Very nice indeed Colin I know how big a change is going to a bust mate you seem to have cracked it a lot better than me, hard to believe it's done in acrylics as well
Great job on the face Colin. I like the way you've not overshaded it at this stage.
Your plan to revisit it if required once you've 'dressed' him is the way to go, particularly when your working from as good a result as this...safety first
Cheers
Derek
Thanx Gary
Paints are Vallejo acrylics... I started with a base of beige red, worked up highlights by adding basic skintone to the beige red, after 2 or 3 passes I added carmine to basic skintone and touched around nose ears tops of cheeks and forehead, then more highs. Royal purple was washed under eyes (we do like our vodka) then washed with a middle highlight to soften the purple. Shadows were started with 50/50 mix of beige red and burnt cadmium red and worked down by adding more burnt cad red. The hard transistions were glazed with a middle highlight. Highest points were touched with straight basic skintone then glazed again.
I went at this kinda blind and without a plan.
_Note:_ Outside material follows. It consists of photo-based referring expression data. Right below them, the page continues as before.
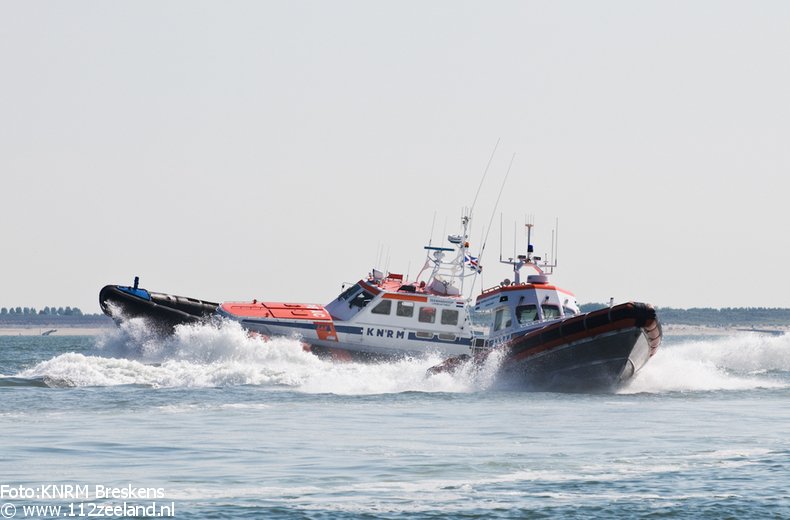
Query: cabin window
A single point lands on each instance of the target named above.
(526, 313)
(550, 312)
(405, 309)
(346, 295)
(361, 299)
(449, 317)
(502, 319)
(427, 315)
(383, 307)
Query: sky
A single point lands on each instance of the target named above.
(274, 150)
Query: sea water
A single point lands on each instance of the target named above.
(218, 424)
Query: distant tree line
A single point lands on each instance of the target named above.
(53, 316)
(48, 311)
(725, 317)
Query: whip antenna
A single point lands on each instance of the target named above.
(485, 241)
(485, 173)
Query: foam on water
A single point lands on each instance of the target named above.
(223, 354)
(738, 362)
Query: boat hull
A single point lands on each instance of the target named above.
(162, 311)
(599, 351)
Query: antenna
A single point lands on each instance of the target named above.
(500, 237)
(485, 173)
(515, 233)
(557, 243)
(485, 240)
(433, 222)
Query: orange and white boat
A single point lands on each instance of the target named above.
(545, 342)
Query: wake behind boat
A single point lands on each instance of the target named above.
(543, 340)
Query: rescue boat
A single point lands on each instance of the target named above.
(542, 340)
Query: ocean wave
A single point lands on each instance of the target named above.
(224, 354)
(737, 362)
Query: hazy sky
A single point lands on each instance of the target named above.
(237, 150)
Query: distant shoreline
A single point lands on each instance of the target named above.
(669, 330)
(59, 331)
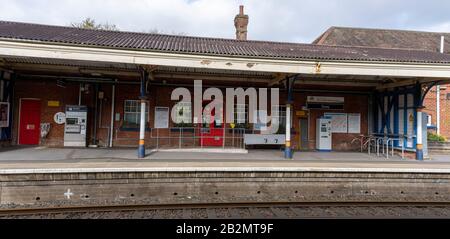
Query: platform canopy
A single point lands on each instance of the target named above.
(98, 52)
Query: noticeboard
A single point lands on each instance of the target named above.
(161, 117)
(4, 114)
(338, 122)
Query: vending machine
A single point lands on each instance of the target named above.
(75, 127)
(323, 134)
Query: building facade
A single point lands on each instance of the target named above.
(400, 39)
(125, 82)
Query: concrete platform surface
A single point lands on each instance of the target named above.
(53, 160)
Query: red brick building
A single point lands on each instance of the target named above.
(400, 39)
(45, 70)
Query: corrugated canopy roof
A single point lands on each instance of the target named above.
(384, 38)
(209, 46)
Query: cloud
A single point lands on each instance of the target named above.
(276, 20)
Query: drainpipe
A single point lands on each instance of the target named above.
(111, 128)
(94, 140)
(438, 97)
(143, 97)
(79, 95)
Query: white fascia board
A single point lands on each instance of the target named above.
(19, 48)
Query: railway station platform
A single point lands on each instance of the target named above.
(49, 177)
(40, 159)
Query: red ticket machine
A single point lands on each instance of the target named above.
(211, 129)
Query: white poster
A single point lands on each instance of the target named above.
(338, 122)
(161, 117)
(354, 123)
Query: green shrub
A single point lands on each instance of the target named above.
(436, 138)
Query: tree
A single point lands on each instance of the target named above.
(90, 23)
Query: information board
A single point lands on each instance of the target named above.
(161, 117)
(338, 122)
(354, 123)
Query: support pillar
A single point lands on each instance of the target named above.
(419, 143)
(288, 153)
(288, 149)
(143, 97)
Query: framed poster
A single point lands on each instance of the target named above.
(338, 122)
(354, 123)
(4, 114)
(161, 117)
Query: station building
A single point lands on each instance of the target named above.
(65, 87)
(438, 99)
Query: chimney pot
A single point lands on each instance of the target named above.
(241, 23)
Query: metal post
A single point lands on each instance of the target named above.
(143, 97)
(179, 139)
(224, 138)
(113, 97)
(79, 95)
(288, 149)
(141, 153)
(419, 145)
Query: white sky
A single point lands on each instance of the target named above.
(275, 20)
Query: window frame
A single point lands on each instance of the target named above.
(137, 112)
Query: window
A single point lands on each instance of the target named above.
(132, 113)
(183, 116)
(280, 119)
(240, 113)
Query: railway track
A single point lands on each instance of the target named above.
(237, 211)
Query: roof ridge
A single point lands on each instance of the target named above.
(386, 29)
(154, 34)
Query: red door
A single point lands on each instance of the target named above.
(211, 132)
(30, 121)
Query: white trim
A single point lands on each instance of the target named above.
(330, 169)
(40, 50)
(18, 123)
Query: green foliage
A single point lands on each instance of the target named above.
(435, 137)
(90, 23)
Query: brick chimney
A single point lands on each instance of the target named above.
(241, 23)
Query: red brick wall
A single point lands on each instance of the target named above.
(159, 96)
(45, 91)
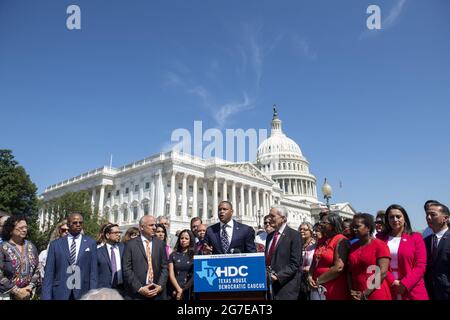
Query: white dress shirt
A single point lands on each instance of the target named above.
(77, 243)
(118, 261)
(228, 229)
(144, 242)
(439, 236)
(280, 232)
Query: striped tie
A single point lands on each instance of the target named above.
(224, 239)
(73, 252)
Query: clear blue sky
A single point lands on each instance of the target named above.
(369, 109)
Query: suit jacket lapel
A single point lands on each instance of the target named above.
(83, 247)
(236, 229)
(220, 249)
(104, 251)
(442, 242)
(140, 244)
(64, 243)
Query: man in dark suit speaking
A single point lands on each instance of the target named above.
(284, 256)
(71, 267)
(437, 275)
(109, 260)
(229, 236)
(145, 264)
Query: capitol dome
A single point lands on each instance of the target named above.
(281, 159)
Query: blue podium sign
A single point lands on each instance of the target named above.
(229, 272)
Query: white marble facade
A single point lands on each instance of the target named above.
(181, 186)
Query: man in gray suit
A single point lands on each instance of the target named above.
(145, 264)
(437, 275)
(283, 256)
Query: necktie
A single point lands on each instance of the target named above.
(149, 262)
(73, 252)
(113, 267)
(272, 249)
(434, 252)
(224, 239)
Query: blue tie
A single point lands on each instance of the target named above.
(73, 252)
(113, 266)
(224, 239)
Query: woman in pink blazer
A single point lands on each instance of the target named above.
(409, 256)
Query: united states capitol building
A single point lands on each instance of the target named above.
(181, 186)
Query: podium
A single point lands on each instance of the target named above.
(230, 276)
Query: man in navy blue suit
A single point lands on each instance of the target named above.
(71, 267)
(229, 236)
(109, 260)
(437, 275)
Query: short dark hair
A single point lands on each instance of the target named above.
(9, 226)
(335, 220)
(191, 249)
(160, 225)
(444, 209)
(428, 203)
(196, 219)
(408, 228)
(226, 201)
(108, 228)
(367, 220)
(3, 214)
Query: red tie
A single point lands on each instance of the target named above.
(272, 249)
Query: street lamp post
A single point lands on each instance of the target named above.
(259, 219)
(327, 192)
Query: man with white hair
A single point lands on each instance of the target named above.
(283, 256)
(102, 294)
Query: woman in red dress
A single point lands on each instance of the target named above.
(330, 259)
(368, 262)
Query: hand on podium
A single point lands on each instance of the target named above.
(207, 249)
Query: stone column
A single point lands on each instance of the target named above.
(215, 197)
(93, 199)
(233, 194)
(101, 200)
(173, 196)
(224, 190)
(250, 202)
(184, 198)
(242, 203)
(205, 200)
(159, 196)
(194, 198)
(258, 208)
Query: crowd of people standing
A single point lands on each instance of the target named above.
(364, 258)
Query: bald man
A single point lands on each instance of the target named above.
(144, 264)
(71, 266)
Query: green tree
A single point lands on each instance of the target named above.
(74, 202)
(18, 195)
(17, 191)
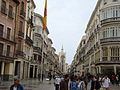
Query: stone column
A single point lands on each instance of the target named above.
(33, 71)
(21, 70)
(115, 69)
(100, 69)
(3, 65)
(109, 51)
(28, 70)
(101, 53)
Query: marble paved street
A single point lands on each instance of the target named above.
(46, 85)
(30, 85)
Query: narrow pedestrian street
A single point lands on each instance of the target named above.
(46, 85)
(30, 85)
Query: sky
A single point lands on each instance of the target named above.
(66, 21)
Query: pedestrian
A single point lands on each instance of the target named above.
(113, 79)
(117, 80)
(39, 76)
(42, 77)
(81, 85)
(57, 82)
(16, 85)
(64, 83)
(95, 84)
(73, 84)
(106, 83)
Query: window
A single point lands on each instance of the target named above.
(3, 7)
(105, 2)
(115, 0)
(1, 30)
(1, 49)
(22, 6)
(8, 50)
(21, 26)
(8, 33)
(19, 45)
(10, 11)
(22, 9)
(35, 57)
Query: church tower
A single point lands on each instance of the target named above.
(62, 59)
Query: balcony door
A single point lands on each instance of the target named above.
(1, 30)
(1, 49)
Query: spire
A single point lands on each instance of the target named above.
(62, 49)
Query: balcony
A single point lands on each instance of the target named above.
(20, 53)
(11, 15)
(3, 10)
(37, 49)
(29, 41)
(5, 53)
(111, 39)
(38, 35)
(22, 13)
(30, 21)
(109, 20)
(21, 34)
(4, 36)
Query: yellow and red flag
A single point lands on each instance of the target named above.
(45, 16)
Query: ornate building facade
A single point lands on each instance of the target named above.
(8, 16)
(62, 59)
(102, 49)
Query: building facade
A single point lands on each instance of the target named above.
(62, 59)
(102, 49)
(8, 14)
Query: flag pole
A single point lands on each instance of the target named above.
(44, 28)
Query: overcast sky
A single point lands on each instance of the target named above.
(67, 21)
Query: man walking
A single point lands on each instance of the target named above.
(16, 85)
(106, 83)
(57, 82)
(64, 83)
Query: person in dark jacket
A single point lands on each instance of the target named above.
(95, 84)
(16, 85)
(64, 83)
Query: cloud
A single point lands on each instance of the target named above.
(67, 20)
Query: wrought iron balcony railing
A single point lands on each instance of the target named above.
(110, 20)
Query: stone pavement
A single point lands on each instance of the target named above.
(112, 87)
(30, 85)
(45, 85)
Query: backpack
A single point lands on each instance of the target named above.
(74, 85)
(97, 85)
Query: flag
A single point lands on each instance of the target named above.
(45, 16)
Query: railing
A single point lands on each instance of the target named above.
(104, 58)
(21, 34)
(30, 20)
(20, 53)
(111, 39)
(29, 39)
(38, 35)
(6, 11)
(109, 20)
(22, 13)
(11, 14)
(113, 58)
(5, 53)
(5, 36)
(38, 49)
(3, 10)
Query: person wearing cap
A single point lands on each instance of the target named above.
(16, 85)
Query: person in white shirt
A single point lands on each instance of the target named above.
(106, 83)
(57, 82)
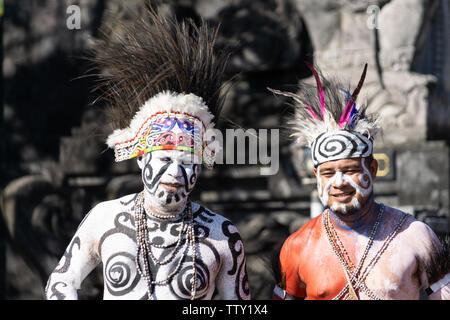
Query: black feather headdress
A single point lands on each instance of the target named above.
(156, 74)
(155, 54)
(328, 107)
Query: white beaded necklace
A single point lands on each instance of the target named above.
(342, 254)
(144, 251)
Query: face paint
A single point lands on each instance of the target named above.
(168, 176)
(361, 183)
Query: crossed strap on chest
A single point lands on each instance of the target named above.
(356, 276)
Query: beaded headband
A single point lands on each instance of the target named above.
(168, 121)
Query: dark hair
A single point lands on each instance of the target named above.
(154, 54)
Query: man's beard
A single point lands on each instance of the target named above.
(364, 190)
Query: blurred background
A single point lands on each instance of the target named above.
(54, 162)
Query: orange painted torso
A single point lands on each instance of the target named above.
(313, 270)
(315, 262)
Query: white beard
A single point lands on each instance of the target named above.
(339, 178)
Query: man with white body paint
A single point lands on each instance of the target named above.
(157, 244)
(357, 248)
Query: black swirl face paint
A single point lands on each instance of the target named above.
(169, 176)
Basically transposed the mix I use for 54 and 75mm (thanx to Alex M) and just kept going back and forth between highs and lows and glazing to keep it smooth (a la Colin F). For my first shot at this scale, I'm pretty happy though more than once it nearly went out the window
Hi Colin,
You certainly are in a purple patch productive phase mate, long may it continue. That face is very natural - I can only sit and be envious.
cheers
Richie
Thank you so much Ron and Ritchie... the compliments mean a lot from the likes of you two rogues.
I don't know if I'm a bust painting convert but I admit it's more fun than I thought it would be.